City lags in quality index
Calcutta has ranked sixth among seven Indian cities in a Quality of Living report prepared by Mercer, a global consulting firm that has been doing the survey for two decades.
- Published 22.03.18
Calcutta: Calcutta has ranked sixth among seven Indian cities in a Quality of Living report prepared by Mercer, a global consulting firm that has been doing the survey for two decades.
The last on the list is Delhi.
The survey covered 450 cities across the world. Apart from Calcutta and Delhi, the Indian cities in the fray were Pune, Hyderabad, Mumbai, Bengaluru and Chennai.
While Vienna has ranked first among all the cities surveyed, Hyderabad and Pune have jointly topped the list of the Indian competitors (see chart).
On the global list, Hyderabad and Pune have ranked 142. Calcutta's rank is 160.
Mercer says on its website that the categories taken into consideration to prepare the list are consumer goods, economic environment, housing, natural environment, schools and education, medical and health considerations, public services and transport, political and social environment, socio-cultural environment and recreation.
An official associated with the survey said the Indian cities were yet to make any significant progress from last year in regard to quality of living.
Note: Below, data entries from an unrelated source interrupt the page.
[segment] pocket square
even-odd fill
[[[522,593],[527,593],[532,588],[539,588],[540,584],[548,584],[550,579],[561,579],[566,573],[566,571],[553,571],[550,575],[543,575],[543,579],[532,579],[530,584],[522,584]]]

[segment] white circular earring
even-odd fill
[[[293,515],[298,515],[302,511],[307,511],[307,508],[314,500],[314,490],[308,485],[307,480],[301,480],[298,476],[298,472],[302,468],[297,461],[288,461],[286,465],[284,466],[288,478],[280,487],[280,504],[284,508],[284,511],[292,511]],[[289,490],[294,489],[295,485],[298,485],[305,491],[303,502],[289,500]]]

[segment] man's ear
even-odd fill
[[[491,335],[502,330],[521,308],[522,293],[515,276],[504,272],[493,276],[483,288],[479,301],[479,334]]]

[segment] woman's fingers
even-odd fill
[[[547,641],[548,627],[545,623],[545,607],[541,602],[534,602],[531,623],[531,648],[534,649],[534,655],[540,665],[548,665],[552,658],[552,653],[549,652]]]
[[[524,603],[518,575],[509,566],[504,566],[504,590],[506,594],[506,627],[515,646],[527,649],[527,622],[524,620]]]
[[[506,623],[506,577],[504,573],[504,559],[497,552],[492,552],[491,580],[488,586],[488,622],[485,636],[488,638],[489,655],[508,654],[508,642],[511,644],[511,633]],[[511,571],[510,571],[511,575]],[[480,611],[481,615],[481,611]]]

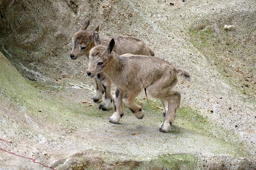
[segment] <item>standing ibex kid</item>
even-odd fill
[[[84,55],[89,59],[89,51],[95,46],[94,32],[98,31],[99,26],[94,31],[88,31],[87,28],[89,24],[90,21],[87,18],[80,30],[74,34],[72,38],[73,47],[70,53],[70,57],[73,60]],[[114,51],[119,55],[126,53],[149,56],[154,56],[155,55],[154,52],[142,41],[131,37],[104,37],[100,40],[102,45],[107,47],[112,38],[115,39],[116,42]],[[95,77],[97,88],[93,98],[95,101],[99,100],[105,92],[104,98],[99,107],[100,109],[105,110],[109,107],[112,95],[111,81],[107,77],[104,78],[103,74],[99,73]]]
[[[178,76],[189,80],[188,73],[156,57],[129,54],[119,56],[113,52],[114,46],[116,47],[114,39],[107,47],[101,44],[96,32],[95,34],[96,46],[90,51],[87,74],[93,77],[104,73],[117,87],[113,97],[115,111],[109,122],[118,123],[123,115],[122,99],[125,93],[124,104],[137,118],[142,118],[144,111],[134,100],[142,89],[146,88],[150,95],[160,99],[164,109],[165,117],[160,131],[169,131],[181,102],[180,94],[173,88],[177,82]]]

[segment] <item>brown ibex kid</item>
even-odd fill
[[[189,80],[189,73],[176,68],[163,60],[151,57],[127,54],[119,56],[115,52],[115,41],[112,39],[108,47],[102,45],[96,32],[96,46],[90,52],[90,64],[87,71],[93,77],[101,73],[105,74],[117,87],[113,96],[115,111],[109,122],[118,123],[124,114],[124,104],[141,119],[144,115],[141,107],[136,104],[134,98],[146,88],[148,94],[159,99],[164,110],[164,118],[159,128],[160,131],[167,132],[173,123],[180,106],[181,94],[173,90],[178,76]]]
[[[86,29],[89,24],[89,19],[87,18],[80,30],[74,34],[72,38],[73,47],[70,53],[70,57],[73,60],[84,55],[89,59],[89,51],[95,46],[94,32],[98,31],[99,26],[94,31],[88,31]],[[130,53],[149,56],[154,55],[154,52],[142,41],[131,37],[104,37],[100,39],[102,45],[107,47],[112,38],[116,40],[114,51],[117,54],[121,55]],[[95,77],[96,90],[93,98],[93,100],[96,101],[100,100],[105,92],[104,98],[99,105],[99,109],[106,110],[109,107],[112,101],[111,82],[107,77],[104,78],[103,73],[97,74],[96,76]]]

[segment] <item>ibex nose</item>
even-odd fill
[[[90,76],[90,75],[91,74],[91,73],[90,73],[90,72],[87,72],[87,75],[88,75],[88,76]]]
[[[75,56],[74,55],[72,55],[72,54],[70,55],[70,58],[71,58],[72,59],[74,59],[74,58],[75,58]]]

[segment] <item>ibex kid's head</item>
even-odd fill
[[[101,44],[97,32],[95,32],[94,37],[96,46],[90,51],[90,64],[87,70],[87,75],[91,77],[95,77],[103,72],[105,69],[108,69],[115,46],[115,40],[113,39],[106,48]]]
[[[73,36],[73,47],[70,53],[71,59],[75,60],[84,55],[89,57],[89,51],[93,47],[94,42],[94,31],[86,30],[90,24],[89,19],[87,18],[79,31]],[[99,26],[98,26],[95,31],[99,31]]]

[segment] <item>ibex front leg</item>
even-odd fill
[[[113,96],[115,112],[113,115],[109,118],[109,122],[110,123],[118,123],[121,118],[124,115],[122,102],[123,92],[122,90],[117,88],[115,94]]]
[[[106,110],[109,108],[112,100],[111,82],[110,80],[105,75],[102,82],[102,86],[104,88],[105,96],[103,99],[103,101],[100,104],[99,109],[103,110]]]
[[[95,102],[98,101],[101,99],[102,95],[104,93],[104,89],[102,85],[102,80],[104,76],[103,73],[98,74],[95,77],[95,81],[97,88],[93,96],[93,101]]]

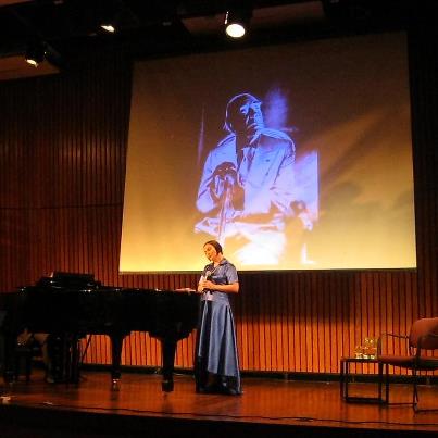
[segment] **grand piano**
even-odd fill
[[[35,286],[2,296],[5,381],[13,380],[16,337],[26,328],[50,334],[55,377],[72,383],[79,381],[79,340],[86,335],[108,335],[112,386],[118,389],[124,338],[130,331],[148,331],[162,343],[162,389],[172,391],[176,345],[196,327],[199,310],[199,296],[189,290],[102,286],[92,274],[55,272]]]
The official, however, also pointed out that a key driver in the Indian cities had been investment in physical infrastructure, including airports and public transport.
The report shows that New Delhi and Mumbai have made significant progress since 1998. Delhi has made 13.8 per cent progress and Mumbai 7.3 per cent.
Eastern European cities have made the maximum progress over the past 20 years, according to the report.
This year Mercer has also prepared a sanitation ranking. Here, too, Calcutta has ranked sixth among the Indian cities.
Some of the parameters for the sanitation ranking were waste removal, sewage infrastructure and air pollution. More than 700 people were down with diarrhoea in Baghajatin, Patuli and Jadavpur in February.
The survey is conducted annually to enable multinational companies and organisations to compensate employees while sending them on international assignments.
Asked about the survey, writer Amit Chaudhuri said: "Such rankings are arbritrary.... It is a wake-up call for CMC. Calcutta is becoming more and more frayed at the edges, and also at the centre. This is a sharp nudge to CMC."